Administrative Penalties: The instructions have been updated to reflect an increase in the maximum civil penalty amount assessable under the Employee Retirement Income Security Act section 502(c)(2) required by the Federal Civil Penalties Inflation Adjustment Act Improvements Act of 2015. Department regulations published on July 1, 2016, increased the maximum penalty to $2,063 a day for a plan administrator who fails or refuses to file a complete or accurate Form 5500 report. The increased penalty under section 502(c)(2) is applicable for civil penalties assessed after Aug. 1, 2016, whose associated violation(s) occurred after Nov. 2, 2015—the date of enactment of the  2015 Inflation Adjustment Act .

Schedules H and I: Line 5c is modified to add a new question. The existing Line 5c question asks, if a plan is a defined benefit plan, whether it is covered by the Pension Benefit Guaranty Corporation insurance program. The new question asks filers that answered “Yes,” to enter the My PAA-generated confirmation number for the PBGC premium filing for the plan year.

Schedule SB. The instructions for Cooperative and Small Employer Charity (CSEC) plans, reported in Line 27, Code 1, have been updated to reflect guidance on certain issues relating to the application of the Cooperative and Small Employer Charity Pension Flexibility Act.

The advance copies of the 2016 Form 5500 are for informational purposes only and cannot be used to file a 2016 Form 5500 annual return/report. Pension and welfare benefit plans that are required to file an annual return/report regarding their financial conditions, investments and operations each year generally satisfy that requirement by filing electronically the Form 5500 or Form 5500-SF and any required attachments under the all electronic EFAST2 system for submission, receipt, and processing of the Form 5500 and Form 5500-SF.

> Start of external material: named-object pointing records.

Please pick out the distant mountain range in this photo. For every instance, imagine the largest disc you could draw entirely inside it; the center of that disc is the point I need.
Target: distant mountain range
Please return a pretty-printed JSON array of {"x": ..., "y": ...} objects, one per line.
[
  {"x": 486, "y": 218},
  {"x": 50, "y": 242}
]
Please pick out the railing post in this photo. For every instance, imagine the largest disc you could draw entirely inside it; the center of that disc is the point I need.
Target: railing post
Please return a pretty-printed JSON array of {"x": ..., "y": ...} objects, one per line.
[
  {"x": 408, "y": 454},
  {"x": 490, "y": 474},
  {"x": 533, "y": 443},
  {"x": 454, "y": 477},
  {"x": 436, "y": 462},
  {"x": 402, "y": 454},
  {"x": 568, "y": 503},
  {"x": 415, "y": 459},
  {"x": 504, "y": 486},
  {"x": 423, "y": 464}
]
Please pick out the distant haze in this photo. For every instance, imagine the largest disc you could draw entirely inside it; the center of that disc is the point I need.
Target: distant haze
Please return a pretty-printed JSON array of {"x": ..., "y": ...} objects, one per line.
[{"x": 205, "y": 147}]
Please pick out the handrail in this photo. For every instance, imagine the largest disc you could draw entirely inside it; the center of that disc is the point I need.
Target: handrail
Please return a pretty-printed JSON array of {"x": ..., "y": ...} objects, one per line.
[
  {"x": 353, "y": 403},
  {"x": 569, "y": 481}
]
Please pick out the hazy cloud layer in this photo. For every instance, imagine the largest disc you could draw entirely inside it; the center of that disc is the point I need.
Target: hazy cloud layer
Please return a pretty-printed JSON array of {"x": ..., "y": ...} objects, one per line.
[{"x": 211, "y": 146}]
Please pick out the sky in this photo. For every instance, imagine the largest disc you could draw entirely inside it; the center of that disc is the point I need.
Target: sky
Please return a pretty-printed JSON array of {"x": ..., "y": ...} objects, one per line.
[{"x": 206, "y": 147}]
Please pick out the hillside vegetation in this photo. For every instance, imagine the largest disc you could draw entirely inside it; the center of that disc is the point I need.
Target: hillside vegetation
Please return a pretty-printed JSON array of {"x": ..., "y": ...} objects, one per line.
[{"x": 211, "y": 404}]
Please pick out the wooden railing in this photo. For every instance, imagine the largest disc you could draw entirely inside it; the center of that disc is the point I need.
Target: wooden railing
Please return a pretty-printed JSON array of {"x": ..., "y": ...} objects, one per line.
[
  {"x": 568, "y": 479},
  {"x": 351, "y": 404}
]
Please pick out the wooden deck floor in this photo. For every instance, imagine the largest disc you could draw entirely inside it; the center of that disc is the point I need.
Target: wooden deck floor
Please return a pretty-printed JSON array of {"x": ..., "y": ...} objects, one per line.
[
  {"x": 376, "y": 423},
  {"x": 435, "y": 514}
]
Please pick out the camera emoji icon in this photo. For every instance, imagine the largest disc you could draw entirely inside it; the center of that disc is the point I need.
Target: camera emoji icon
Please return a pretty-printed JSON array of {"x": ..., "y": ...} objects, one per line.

Information copies of the forms, schedules and instructions are available online at www.dol.gov/ebsa/5500main.html.

Filers should monitor the EFAST website for the availability of the official electronic versions for filing using EFAST-approved software or directly through the EFAST website. Assistance with the EFAST2 system is available at www.dol.gov/ebsa/form5500tips.html or by calling 1-866-463-3278.